Sometimes, it seems as if every employee who ever filed a complaint about real or imagined discrimination follows up with a retaliation lawsuit. Ever since the U.S. Supreme Court loosened the requirements for proving retaliation, lawyers have had a field day.
At least the 8th Circuit Court of Appeals has begun reining in these lawsuits. It recently ruled that petty slights and personality conflicts that sometimes bubble up after an employee files discrimination charges aren’t always retaliation.
Recent case: Creighton University hired Roxana Recio, a naturalized U.S. citizen of Spanish origin, as an associate professor of Spanish. The university placed Recio on probation after another professor alleged that she had made sexually inappropriate statements. Recio completed her probation with no further problems.
Then she sued, alleging she had been placed on probation because of her national origin. Shortly after, she added a retaliation claim, alleging that after her initial lawsuit, other faculty members shunned her and her office was kept too cold.
She also claimed that her photo had not been included on the college web site while the photos of other members of the Spanish Department faculty were shown.

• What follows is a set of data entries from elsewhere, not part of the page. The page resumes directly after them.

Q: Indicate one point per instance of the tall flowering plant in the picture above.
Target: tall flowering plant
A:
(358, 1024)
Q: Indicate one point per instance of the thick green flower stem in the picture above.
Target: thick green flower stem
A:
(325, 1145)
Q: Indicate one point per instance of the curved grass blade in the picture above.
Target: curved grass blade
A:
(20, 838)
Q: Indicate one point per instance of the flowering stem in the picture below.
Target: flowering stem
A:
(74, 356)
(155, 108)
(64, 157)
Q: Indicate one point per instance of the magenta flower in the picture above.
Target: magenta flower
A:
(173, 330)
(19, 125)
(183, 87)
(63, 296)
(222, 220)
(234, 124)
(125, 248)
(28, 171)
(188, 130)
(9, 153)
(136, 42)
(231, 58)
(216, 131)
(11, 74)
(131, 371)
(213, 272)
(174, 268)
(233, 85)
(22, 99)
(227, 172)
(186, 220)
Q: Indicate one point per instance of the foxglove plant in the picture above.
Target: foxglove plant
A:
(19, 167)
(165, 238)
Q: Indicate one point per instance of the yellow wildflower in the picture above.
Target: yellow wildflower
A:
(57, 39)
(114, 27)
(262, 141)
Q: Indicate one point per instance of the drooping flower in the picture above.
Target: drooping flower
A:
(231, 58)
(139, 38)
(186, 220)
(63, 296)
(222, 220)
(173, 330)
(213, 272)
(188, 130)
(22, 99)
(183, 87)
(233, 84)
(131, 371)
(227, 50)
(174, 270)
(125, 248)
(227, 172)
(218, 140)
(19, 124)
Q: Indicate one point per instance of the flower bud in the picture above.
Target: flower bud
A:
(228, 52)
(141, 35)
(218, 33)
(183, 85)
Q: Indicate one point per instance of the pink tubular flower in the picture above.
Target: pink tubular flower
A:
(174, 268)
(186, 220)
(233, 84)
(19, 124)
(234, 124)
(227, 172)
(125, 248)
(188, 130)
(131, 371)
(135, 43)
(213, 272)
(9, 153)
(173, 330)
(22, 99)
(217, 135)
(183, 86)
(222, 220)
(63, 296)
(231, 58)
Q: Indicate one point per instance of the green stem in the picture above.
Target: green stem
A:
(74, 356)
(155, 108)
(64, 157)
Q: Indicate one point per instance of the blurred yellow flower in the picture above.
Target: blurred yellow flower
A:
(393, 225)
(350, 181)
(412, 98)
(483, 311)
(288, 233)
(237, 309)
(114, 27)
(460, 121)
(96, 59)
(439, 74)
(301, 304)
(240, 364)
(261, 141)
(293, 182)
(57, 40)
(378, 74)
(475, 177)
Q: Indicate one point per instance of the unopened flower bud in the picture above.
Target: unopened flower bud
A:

The 8th Circuit Court of Appeals concluded that the co-worker “silent treatment” wasn’t serious enough to be retaliation. Nor were the thermostat setting and web site photo gallery. It dismissed Recio’s retaliation case. (Recio v. Creighton University, No. 07-2460, 8th Cir., 2008)
Final note: Of course, you don’t want to encourage managers and supervisors to develop an attitude with co-workers or subordinates. Still, it’s a good idea to adopt a civility rule that encourages a pleasant and low-stress workplace. While you can’t make people like each other, you can demand basic cooperation and polite language when communication is necessary.